Indications against dynamical CPT symmetry restoration in quantum gravity

By calculating the Renormalization Group flow of CPT-violating interactions under quantum metric fluctuations, the authors demonstrate that CPT symmetry cannot be an emergent low-energy phenomenon, thereby ruling out quantum gravity approaches that allow for its fundamental breaking.

Astrid Eichhorn, Marc Schiffer

Published 2026-03-10
📖 5 min read🧠 Deep dive

Here is an explanation of the paper "Indications against dynamical CPT symmetry restoration in quantum gravity," translated into simple language with creative analogies.

The Big Question: Is the Universe's "Rulebook" Broken at the Top?

Imagine the Standard Model of particle physics as a massive, incredibly precise rulebook that governs how everything in the universe behaves—from atoms to stars. One of the most important rules in this book is CPT Symmetry.

Think of CPT as a cosmic "mirror test." If you take a particle, flip its charge (C), flip its spatial coordinates like a mirror image (P), and reverse time (T), it should behave exactly the same as the original. Experiments have checked this rule billions of times, and it has never failed. It works perfectly in our everyday world.

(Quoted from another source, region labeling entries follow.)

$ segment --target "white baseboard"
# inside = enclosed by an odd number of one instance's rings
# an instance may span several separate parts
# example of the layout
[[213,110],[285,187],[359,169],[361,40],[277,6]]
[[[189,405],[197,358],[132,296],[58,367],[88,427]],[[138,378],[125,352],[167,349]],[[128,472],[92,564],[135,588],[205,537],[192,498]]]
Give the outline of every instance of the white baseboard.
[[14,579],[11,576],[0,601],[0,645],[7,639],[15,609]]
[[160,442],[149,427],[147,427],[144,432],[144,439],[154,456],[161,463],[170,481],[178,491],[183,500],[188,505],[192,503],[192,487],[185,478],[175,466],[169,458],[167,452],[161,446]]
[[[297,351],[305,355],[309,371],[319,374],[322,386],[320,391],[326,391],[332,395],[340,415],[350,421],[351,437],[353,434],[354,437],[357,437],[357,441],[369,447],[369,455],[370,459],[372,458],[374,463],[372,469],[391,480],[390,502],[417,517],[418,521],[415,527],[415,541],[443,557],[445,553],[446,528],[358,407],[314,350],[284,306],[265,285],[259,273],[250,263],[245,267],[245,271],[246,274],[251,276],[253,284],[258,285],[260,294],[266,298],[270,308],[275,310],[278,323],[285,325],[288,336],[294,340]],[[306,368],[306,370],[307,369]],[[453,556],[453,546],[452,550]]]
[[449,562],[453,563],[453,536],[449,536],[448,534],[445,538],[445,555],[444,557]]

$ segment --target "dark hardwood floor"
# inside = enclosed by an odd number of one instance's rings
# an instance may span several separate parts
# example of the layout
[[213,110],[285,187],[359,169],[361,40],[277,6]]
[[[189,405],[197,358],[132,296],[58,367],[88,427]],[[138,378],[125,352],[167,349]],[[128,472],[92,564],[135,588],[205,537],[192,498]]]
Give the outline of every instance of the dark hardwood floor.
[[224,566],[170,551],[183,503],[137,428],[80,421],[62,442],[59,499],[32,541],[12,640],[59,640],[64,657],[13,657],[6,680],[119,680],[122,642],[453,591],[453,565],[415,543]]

However, physicists suspect that at the very beginning of the universe (or at the tiniest scales of space and time, known as the "Planck scale"), the rules of gravity might get weird. Some theories suggest that at these extreme scales, the universe might be "pixelated" or discrete, which could break the CPT rule.

The Dilemma:
If the CPT rule is broken at the top (the Planck scale), why do we see it working perfectly here at the bottom (our low-energy world)?
There are two possibilities:

  1. The "Emergent" Theory: The rule is broken at the top, but as you zoom out to lower energies, the universe naturally "heals" itself, and the rule reappears. (Like a blurry photo that becomes sharp as you step back).
  2. The "Fundamental" Theory: The rule is never broken. If a theory of quantum gravity breaks it, that theory is wrong.

The Experiment: The Gravity "Wind"

The authors of this paper wanted to see if Possibility 1 (Emergence) is real. They asked: If we start with a broken CPT rule at the top, does the "wind" of quantum gravity blow it away as we move to lower energies?

To test this, they used a mathematical tool called the Renormalization Group (RG) flow.

  • The Analogy: Imagine you are hiking down a mountain. The top of the mountain is the high-energy Planck scale, and the bottom is our everyday world.
  • The "Broken Rule": Imagine you start at the top holding a heavy, broken compass (representing CPT violation).
  • The "Wind": As you hike down, you are buffeted by the "wind" of quantum gravity (fluctuations in the fabric of spacetime).
  • The Question: Does the wind blow the broken compass away, leaving you with a perfect one at the bottom? Or does the wind actually make the compass more broken?

The Results: The Wind Makes It Worse

The authors did the complex math (using something called Functional Renormalization Group techniques) to simulate this hike. Here is what they found:

  1. For Light (Photons) and Matter (Fermions): The wind of quantum gravity does not fix the broken compass. In fact, it makes the violation stronger as you go down the mountain.

    • The Metaphor: Instead of the wind blowing the broken compass away, it acts like a gust that spins the compass faster and faster, making the error huge by the time you reach the bottom.
    • The Consequence: If CPT were broken at the top, it would be massively broken at the bottom. But experiments tell us it is not broken at the bottom. Therefore, the only way to save these theories is to assume the compass was set to "perfect" at the very top with extreme, unnatural precision (fine-tuning). This is considered highly unlikely in physics.
  2. For the Scalar Field (Higgs-like particles): The wind was neutral at first, but when they looked closer, it still tended to make the violation worse or, at best, did nothing to fix it.

The "Asymptotic Safety" Case Study

The authors specifically looked at a popular theory called Asymptotic Safety, which suggests gravity becomes predictable at high energies.

  • They found that in this theory, you can have a universe where CPT is preserved, but only if you manually set the violation to zero at the very top.
  • There is no automatic mechanism (no "wind") that fixes a broken CPT symmetry. If you start with a tiny crack, the universe amplifies it into a massive crack by the time we get here.

The Bottom Line

The paper concludes that CPT symmetry cannot be an "emergent" property. It cannot be broken at the high-energy scale and magically fixed by gravity as we cool down.

The Verdict:
If a theory of quantum gravity breaks CPT symmetry, it is almost certainly wrong. The universe is too strict. To match the perfect CPT symmetry we see in experiments, any theory of quantum gravity must preserve CPT symmetry exactly from the very beginning.

In simple terms:
You can't have a "broken" rule at the top of the mountain and expect the wind to fix it on the way down. The wind just makes the break worse. Therefore, the rule must have been perfect all along. Any theory that suggests otherwise is likely a dead end.